マウンド上。高野は一度、大きく深呼吸する。
「……落ちつけ、まだ同点なんだ」
眼前では、墨高の六番打者・横井が右打席へと入ってきた。ほぼ同時に、谷口も二塁ランナーの位置に戻る。やがて試合再開が告げられた。
投球前、束の間思案した。
けっこう長く打ち合わせてたな。一点取った後、しかもツーアウトで下位打線だ。また足を使ってくることも、十分考えられるぞ。
初球。秋葉のサインは、アウトコース高めの速球。さらにボール一個分ずらす。
ストライクから外すってことは……どうやら秋葉も、同じことを考えたようだな。もしダブルスチールでも許して、三塁に行かれたらメンドウだ。そうなれば、内野安打やエラーでも一点入っちまう。
「さぁ来い!」
横井が気合の声を発した。
この六番、さほど怖いバッターじゃないが、当てるのはウマい。さっきもドロップをうまく拾われた。三振を奪うのが難しい以上、念には念を入れないとな。
サインにうなずき、速球を投じる。アウトコース高めのボール球。
「ま、まさか……」
その刹那、パシッという音が響く。横井は、外へ思いきり踏み込み、強引に引っ叩いた。ボールは、二塁ベースの数メートル後方へ飛んでいく。
「く、くわっ」
中堅手の柳井が懸命にダッシュし、飛び付いた。その目いっぱい差し出したグラブの先。ボールは、芝の上で弾む。カバーに入った左翼手がそれを拾った時、二塁ランナーの谷口は、すでにホームベースへ滑り込んでいた。
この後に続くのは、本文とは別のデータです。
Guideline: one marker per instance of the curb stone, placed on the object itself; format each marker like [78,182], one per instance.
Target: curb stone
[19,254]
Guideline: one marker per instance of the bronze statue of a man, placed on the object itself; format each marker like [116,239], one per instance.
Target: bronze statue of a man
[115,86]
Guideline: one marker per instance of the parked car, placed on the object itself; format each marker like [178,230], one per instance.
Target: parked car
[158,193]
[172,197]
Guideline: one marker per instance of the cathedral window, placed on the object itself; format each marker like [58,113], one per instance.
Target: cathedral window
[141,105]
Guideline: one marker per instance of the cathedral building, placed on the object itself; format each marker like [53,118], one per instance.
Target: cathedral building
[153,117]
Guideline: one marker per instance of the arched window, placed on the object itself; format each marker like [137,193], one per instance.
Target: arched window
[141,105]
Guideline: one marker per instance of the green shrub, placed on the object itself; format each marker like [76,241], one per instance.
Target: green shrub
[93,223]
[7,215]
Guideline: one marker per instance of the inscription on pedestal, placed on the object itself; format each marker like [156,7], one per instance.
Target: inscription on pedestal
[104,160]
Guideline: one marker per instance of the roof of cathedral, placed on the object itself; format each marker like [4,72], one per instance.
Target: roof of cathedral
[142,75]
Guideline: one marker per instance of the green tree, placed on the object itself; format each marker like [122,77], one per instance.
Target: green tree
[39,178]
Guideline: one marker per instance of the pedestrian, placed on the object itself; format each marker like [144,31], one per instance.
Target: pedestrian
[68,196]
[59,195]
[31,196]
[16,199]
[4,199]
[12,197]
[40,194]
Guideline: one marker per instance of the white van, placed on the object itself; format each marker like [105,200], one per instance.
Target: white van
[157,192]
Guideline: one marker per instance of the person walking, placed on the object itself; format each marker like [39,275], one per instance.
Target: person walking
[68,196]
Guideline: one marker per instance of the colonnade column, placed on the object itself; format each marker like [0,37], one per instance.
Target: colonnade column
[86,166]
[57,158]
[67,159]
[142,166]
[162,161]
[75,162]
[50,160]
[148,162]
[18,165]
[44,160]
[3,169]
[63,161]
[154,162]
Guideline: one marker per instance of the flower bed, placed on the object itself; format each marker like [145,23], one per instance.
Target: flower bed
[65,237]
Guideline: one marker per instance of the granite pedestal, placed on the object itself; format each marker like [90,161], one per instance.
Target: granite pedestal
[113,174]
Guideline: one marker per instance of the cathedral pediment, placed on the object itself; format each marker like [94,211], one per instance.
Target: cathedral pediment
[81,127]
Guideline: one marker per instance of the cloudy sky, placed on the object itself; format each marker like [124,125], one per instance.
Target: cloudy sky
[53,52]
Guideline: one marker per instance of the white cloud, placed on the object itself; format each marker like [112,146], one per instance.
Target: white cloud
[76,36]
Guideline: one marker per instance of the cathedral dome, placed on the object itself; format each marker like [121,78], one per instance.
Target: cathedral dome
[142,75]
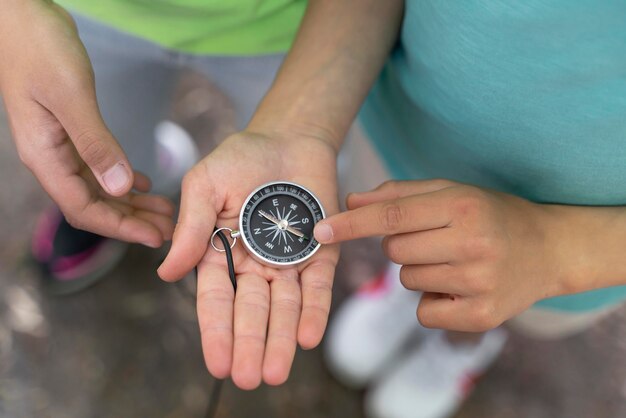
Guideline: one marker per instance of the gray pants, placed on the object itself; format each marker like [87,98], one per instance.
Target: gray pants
[135,79]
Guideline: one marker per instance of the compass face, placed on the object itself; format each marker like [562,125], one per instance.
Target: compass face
[276,223]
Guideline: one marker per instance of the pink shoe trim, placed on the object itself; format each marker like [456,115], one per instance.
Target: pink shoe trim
[67,268]
[469,382]
[43,238]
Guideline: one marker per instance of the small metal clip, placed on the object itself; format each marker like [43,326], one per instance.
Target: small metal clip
[233,234]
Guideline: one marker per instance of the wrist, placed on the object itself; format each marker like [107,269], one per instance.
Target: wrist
[301,137]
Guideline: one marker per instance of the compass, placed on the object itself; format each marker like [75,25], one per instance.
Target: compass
[276,223]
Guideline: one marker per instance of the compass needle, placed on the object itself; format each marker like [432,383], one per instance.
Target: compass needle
[276,223]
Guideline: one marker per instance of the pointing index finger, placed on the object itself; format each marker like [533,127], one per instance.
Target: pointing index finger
[408,214]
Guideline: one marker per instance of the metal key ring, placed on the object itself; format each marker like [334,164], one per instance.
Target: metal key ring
[230,234]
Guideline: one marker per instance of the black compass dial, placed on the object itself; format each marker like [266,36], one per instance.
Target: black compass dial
[277,221]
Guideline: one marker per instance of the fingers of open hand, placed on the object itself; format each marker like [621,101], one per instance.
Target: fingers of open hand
[252,308]
[396,189]
[407,214]
[466,314]
[196,221]
[317,282]
[118,220]
[215,315]
[142,182]
[286,306]
[434,246]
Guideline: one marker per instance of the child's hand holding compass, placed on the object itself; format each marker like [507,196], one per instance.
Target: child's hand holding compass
[269,193]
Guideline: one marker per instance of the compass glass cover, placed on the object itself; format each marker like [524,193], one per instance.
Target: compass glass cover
[277,223]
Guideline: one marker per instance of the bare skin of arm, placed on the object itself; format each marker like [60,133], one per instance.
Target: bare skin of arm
[47,85]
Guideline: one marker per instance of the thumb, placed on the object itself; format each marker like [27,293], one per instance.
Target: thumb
[95,144]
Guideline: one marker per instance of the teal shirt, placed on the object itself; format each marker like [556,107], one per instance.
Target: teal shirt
[528,98]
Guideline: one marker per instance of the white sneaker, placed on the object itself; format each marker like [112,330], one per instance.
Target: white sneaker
[370,328]
[433,381]
[177,153]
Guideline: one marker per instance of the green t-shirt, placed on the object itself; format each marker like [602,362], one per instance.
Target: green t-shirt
[214,27]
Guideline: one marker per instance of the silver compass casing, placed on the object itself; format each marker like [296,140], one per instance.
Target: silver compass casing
[261,195]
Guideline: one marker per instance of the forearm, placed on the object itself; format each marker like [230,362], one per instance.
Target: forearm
[337,55]
[590,246]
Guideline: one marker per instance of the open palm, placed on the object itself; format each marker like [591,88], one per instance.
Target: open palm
[252,336]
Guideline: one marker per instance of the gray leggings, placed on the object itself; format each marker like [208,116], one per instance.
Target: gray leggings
[135,79]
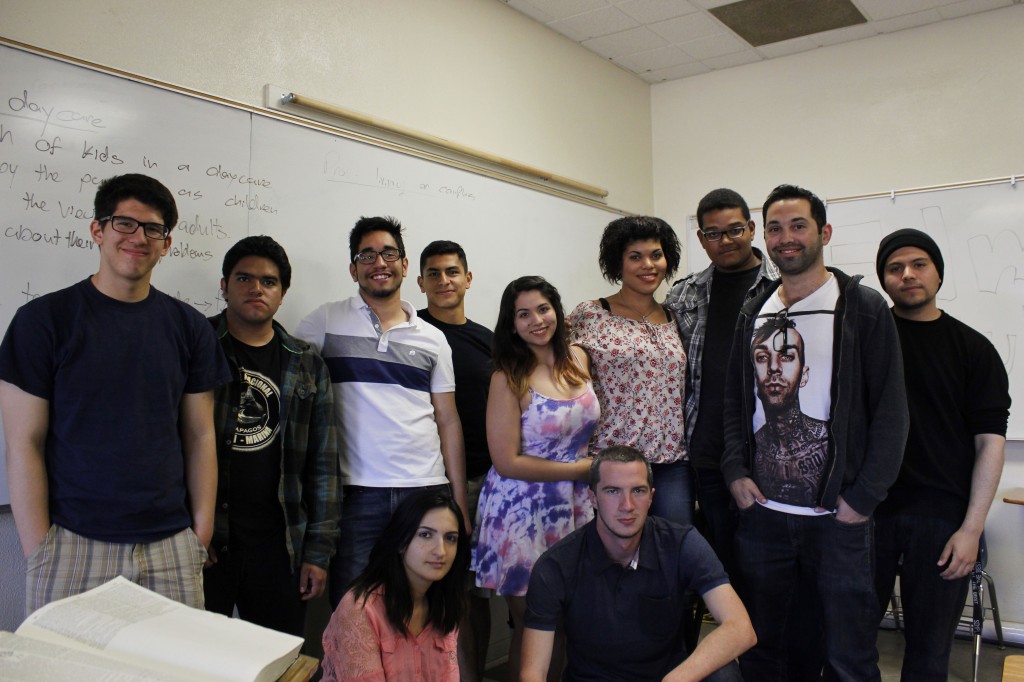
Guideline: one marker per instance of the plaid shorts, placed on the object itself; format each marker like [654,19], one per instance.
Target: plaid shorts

この瞬間。三塁側スタンドに陣取る墨高応援団が、大きく沸いた。
「よっしゃあ、ひっくり返した!」
「すげぇぞ横井。川北のエースから、タイムリー打つなんて」
殊勲打を放った横井は、一塁ベース上で照れた顔になる。
マウンド上。高野は一連の光景を、無言で凝視していた。膝を付かずにいるのは、せめてもの意地だ。唇を痛いほど噛み締める。
ちきしょう……墨高のやつらめ! このままですむと思うなよっ。